Вспоминая те дни, когда тридцать лет назад я впервые посмотрел «Клеопатру», первое, что приходит мне в голову — и это касается всех знаменитых американских лент — это не сам фильм, а то, с каким волнением я смотрел его. Я вспоминаю Лиз Тэйлор, которая напоминала зрителям не о Клеопатре, а о самой себе и своей славе, — когда сотни рабов медленно несут ее высокий трон во время парадной церемонии; вспоминаю галеры, плывущие не по Средиземному морю, а по морю, построенному в съемочных павильонах и снятому в системе «Panavision», и Рекса Харрисона, который действительно похож на Юлия Цезаря, как я его себе представляю, когда он учит своего сына, как должен ходить и держать себя сын императора. Но чаще всего я вспоминаю, что я сидел в своем кресле и смотрел, как передо мной по всему экрану проплывают мои фантазии, и что я находился там, среди них.

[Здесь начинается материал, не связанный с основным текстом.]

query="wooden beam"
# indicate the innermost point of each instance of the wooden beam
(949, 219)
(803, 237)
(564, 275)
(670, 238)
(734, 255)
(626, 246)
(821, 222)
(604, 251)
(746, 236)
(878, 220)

Что означало быть «там, среди них»? Я очень редко ходил на отечественные фильмы, как многие другие турки моего поколения, принадлежавшие к европеизированному среднему классу. Кино давало мне возможность потерять себя в собственных фантазиях, внезапно оказаться во тьме внутри истории, быть очарованным красивыми лицами и красивыми видами, но, помимо этих, знакомых всем удовольствий, кино давало еще и заманчивую и удивительную возможность встретиться лицом к лицу с Западом. Я часто повторял дома на английском испепеляющие слова, которые произносил в особо драматических сценах хладнокровный красавец-герой. Как и многие другие подростки, похожие на меня, я внимательно следил за тем, как он складывал платок, прежде чем положить его в карман, как он открывал бутылку с виски и как он наклонялся вперед, чтобы зажечь даме сигарету. Также я следил за тем, как он пользуется последними западными изобретениями, еще не дошедшими до Стамбула (такими, как транзистор или тостер). Турки никогда еще не оставались так близко, лицом к лицу с самим Западом в своей повседневной и частной жизни, как в кино — ни когда завоевали все Балканы и дошли до Вены, ни когда при поддержке Министерства национального образования перевели и прочитали всего Бальзака.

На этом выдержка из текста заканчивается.